Our Mission
It is the mission of the Abenaki Nation at Missisquoi to engage in efforts which will promote and sustain a strong, healthy, and united community for the members of the Abenaki Nation. It is further our purpose to improve the quality of life for the tribal members we serve by identifying, addressing, and working to decrease gaps in service and treatment across the spectrums of health, human, and social services.
The Abenaki Nation of Missisquoi is a community of extended families who has inhabited the Missisquoi River and the Betobagw (Lake Champlain) Valley for thousands of years. We have maintained this land, our relations with each other, and with the many other-than-human beings who live here, through every generation. Our creation stories tell us we emerged from this place and our leadership families have oral traditions that go back many generations, including the time before English and French settlers arrived.

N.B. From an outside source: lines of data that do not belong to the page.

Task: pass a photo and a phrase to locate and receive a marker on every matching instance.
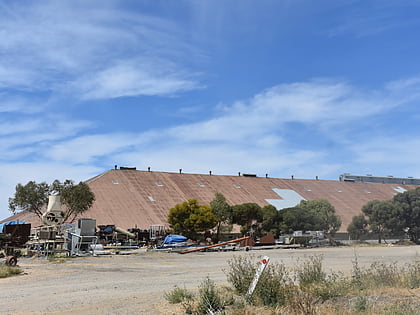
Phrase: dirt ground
(135, 284)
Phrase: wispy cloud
(375, 18)
(251, 133)
(91, 52)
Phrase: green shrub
(412, 275)
(178, 295)
(273, 286)
(241, 272)
(310, 271)
(361, 304)
(209, 298)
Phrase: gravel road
(135, 284)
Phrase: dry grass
(7, 271)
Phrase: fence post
(263, 263)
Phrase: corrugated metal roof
(132, 198)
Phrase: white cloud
(247, 136)
(133, 78)
(92, 50)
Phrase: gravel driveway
(135, 284)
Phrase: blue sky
(279, 87)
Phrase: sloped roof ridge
(91, 180)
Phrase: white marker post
(260, 270)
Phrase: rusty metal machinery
(13, 236)
(54, 215)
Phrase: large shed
(132, 198)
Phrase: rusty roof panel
(132, 198)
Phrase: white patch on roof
(290, 199)
(400, 189)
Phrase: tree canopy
(189, 218)
(222, 211)
(247, 215)
(409, 201)
(358, 227)
(325, 218)
(384, 217)
(33, 197)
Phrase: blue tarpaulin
(173, 238)
(10, 223)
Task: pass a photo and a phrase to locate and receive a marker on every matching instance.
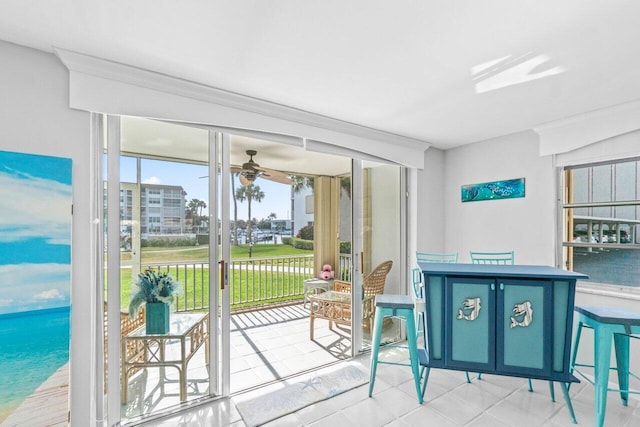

We are one of many communities in Wabanaki, the land of the dawn. We also have kinship ties to Kanienkehaka people, on the other side of Betobagw, the lake between Wabanaki and the Haudenosaunee Confederacy. Missisquoi is not only a place of emergence and continuance, but a place of refuge. Many Native families traveled here from communities to the south, seeking refuge from colonial dispossession and war. Our community took them in and they became a part of us. The Missisquoi wetlands became a stronghold in the eighteenth century, when the Abenaki leader Greylock led a resistance movement to prevent English settlements from encroaching northward. Greylock had traveled with other families to Missisquoi from the Connecticut River Valley, and this resistance movement represented the way families from many places came together here.
Missisquoi has always been maintained as a central gathering place, for families who have always lived here and those that became a part of the community. The land has sustained us all and we have worked hard to sustain the land. Abenaki men were among the first guides in the Missisquoi Wildlife Refuge and worked to ensure that Abenaki families continued to have access to the wetlands for fishing and hunting, when the federal government established the Refuge in the 1940s. Abenaki women leaders, like Martha Morits Lampman, worked to maintain their homes and extended families in places like the Maquam wetlands, ensuring that both Abenaki people and the animals and plants on which we rely would be protected. This land, known as “Grandma Lampman’s,” was permanently protected by the Abenaki community, and recognized by the state of Vermont, in the 1990s.
The heads of leadership families came together in the 1970s to formally organize a tribal council which would be recognized and understood by state and federal governments, and the protection of aboriginal rights was an important motivation. Our relations at the Abenaki reserves of Odanak and Wolinak, in Quebec, also recognized our nation, in 1976, and the chiefs of Missisquoi and Odanak worked in alliance to support each other. The Longhouse of the Kaniekehaka nation at Kahnawake, along with many other nations, also recognized us and our rights in our homeland. We are the nation who fought hard to preserve our aboriginal rights to fish and hunt in our homeland in the 1980s and 1990s, a time when we also asserted our self-determination and sovereignty through projects like the Abenaki Self-Help Association and Abenaki Acres. Today, we continue to put the needs of our extended families at the center, with projects like Maquam Bay of Missisquoi, the Abenaki Food Pantry, community gatherings, and wellness and cultural programs.